Fame and the content eco-system

In Never Enough: Donald Trump and the Pursuit of Success, there’s an interesting reflection on pg 46 about Trump’s first experience of being in a newspaper:

In his third year at the academy he earned a headline in the local paper—“ Trump Wins Game for NYMA”—and the experience was almost electrifying. “It felt good seeing my name in print,” he said fifty years later. “How many people are in print? Nobody’s in print. It was the first time I was ever in the newspaper. I thought it was amazing.” This first brush with fame could be seen as the spark of a fire that would eventually light all of Trump’s life. The notice in the paper made him real, and heroic to people who weren’t even at the game. Fame also established that Donald Trump was a special boy. His deep appreciation for the experience shows that he understood that a great many people wanted fame but almost all of them fail to achieve it.

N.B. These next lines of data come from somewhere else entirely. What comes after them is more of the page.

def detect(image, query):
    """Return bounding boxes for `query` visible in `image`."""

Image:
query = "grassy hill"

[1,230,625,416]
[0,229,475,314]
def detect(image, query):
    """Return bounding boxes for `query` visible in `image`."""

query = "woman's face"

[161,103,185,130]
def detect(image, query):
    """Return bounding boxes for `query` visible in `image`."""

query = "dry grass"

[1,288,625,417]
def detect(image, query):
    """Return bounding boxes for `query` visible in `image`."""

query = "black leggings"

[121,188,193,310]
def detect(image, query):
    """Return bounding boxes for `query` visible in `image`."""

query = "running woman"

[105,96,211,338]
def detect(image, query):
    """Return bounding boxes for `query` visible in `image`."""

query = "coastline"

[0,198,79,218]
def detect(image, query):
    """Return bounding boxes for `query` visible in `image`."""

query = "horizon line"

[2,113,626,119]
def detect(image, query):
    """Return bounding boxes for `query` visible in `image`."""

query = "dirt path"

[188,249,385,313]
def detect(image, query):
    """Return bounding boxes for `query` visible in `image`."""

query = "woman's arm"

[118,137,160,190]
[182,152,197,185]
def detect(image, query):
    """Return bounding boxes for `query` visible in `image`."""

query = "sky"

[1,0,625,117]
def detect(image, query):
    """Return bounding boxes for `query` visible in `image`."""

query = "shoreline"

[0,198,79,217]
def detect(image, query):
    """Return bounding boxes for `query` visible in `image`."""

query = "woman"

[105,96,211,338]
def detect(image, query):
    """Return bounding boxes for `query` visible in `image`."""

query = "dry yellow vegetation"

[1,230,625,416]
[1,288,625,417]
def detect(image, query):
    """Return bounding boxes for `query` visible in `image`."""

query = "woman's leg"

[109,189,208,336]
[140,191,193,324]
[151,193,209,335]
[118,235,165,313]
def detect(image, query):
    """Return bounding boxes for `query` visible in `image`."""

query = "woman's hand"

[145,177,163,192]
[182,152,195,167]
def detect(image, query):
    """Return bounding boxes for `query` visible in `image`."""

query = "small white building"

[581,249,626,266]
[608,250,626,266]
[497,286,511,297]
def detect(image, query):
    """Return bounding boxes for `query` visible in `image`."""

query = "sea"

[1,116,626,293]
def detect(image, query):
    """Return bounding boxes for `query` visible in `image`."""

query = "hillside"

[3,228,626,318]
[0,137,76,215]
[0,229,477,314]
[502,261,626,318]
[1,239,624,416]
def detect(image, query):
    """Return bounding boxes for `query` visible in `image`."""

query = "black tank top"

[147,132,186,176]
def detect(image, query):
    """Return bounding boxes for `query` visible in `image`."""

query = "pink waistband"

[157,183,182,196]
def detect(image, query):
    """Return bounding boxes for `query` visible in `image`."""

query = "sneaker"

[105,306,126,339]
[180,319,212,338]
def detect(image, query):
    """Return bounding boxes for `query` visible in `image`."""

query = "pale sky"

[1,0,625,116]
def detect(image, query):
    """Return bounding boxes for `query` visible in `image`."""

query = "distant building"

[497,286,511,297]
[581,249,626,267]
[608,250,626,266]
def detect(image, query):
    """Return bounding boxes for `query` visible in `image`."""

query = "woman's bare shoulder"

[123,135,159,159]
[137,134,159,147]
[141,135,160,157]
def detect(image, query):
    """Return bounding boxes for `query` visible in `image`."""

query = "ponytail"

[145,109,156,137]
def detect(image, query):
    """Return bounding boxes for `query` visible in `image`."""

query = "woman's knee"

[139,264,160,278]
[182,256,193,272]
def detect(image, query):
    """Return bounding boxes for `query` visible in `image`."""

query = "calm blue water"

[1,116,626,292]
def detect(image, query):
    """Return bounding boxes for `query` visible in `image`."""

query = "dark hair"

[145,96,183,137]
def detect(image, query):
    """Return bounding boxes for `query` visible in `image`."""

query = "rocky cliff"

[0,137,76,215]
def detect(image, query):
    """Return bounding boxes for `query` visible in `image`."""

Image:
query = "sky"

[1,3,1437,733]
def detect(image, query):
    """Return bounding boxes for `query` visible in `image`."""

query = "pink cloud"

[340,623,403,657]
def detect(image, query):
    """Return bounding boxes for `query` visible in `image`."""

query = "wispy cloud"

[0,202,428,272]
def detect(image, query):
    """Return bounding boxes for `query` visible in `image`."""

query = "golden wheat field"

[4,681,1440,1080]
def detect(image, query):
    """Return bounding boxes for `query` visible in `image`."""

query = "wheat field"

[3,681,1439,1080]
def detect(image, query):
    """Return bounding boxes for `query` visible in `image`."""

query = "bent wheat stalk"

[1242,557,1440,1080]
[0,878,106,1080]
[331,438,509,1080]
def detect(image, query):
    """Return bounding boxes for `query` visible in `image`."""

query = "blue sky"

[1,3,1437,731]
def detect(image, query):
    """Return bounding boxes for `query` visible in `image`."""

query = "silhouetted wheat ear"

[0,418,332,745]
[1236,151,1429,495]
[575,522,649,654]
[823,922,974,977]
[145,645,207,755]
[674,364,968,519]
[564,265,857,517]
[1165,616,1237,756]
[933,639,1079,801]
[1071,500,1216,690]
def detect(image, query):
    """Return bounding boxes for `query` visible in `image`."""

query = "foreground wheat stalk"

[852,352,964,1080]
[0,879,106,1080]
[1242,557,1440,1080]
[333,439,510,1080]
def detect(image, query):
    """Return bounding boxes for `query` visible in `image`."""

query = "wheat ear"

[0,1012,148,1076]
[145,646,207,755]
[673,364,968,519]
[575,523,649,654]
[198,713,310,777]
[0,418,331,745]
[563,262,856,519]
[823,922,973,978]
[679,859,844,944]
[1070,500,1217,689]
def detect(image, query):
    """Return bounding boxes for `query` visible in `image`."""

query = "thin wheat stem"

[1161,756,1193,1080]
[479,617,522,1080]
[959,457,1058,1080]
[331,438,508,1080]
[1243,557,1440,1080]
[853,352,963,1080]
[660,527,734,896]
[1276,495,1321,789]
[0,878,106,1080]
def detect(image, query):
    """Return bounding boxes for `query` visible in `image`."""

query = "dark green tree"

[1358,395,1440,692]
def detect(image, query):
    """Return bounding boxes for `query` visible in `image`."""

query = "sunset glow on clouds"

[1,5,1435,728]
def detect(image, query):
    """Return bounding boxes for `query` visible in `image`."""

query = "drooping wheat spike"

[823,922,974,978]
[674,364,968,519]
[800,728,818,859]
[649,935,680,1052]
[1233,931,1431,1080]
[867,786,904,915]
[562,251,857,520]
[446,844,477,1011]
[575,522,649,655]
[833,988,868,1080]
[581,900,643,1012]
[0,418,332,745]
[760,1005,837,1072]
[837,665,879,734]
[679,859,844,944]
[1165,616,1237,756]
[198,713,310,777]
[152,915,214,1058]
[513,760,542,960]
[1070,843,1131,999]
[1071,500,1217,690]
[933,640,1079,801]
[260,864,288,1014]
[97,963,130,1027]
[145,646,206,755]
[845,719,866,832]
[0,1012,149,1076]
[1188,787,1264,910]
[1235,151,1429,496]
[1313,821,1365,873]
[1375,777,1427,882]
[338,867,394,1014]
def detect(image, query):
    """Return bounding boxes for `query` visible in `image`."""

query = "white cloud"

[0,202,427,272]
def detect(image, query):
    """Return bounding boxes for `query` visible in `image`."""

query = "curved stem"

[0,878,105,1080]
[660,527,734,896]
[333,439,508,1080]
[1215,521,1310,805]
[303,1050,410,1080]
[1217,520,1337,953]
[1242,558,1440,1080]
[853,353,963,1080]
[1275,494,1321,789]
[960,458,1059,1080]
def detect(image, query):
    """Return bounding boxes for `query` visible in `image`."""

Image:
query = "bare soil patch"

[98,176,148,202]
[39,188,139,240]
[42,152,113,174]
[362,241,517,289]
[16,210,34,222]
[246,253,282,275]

This highlights an interesting relationship between the psychological pay off of fame and the media conditions within which it becomes possible. Contrast this to our contemporary content eco-system: is internet celebrity devalued because everyone can immediately publish in the way that only the richest and most powerful can get themselves in newspapers? 

No, because the distinctions change as the infrastructure does – now the challenge is being ‘heard above the din’ rather than the simple fact of appearing in a publicly recorded way.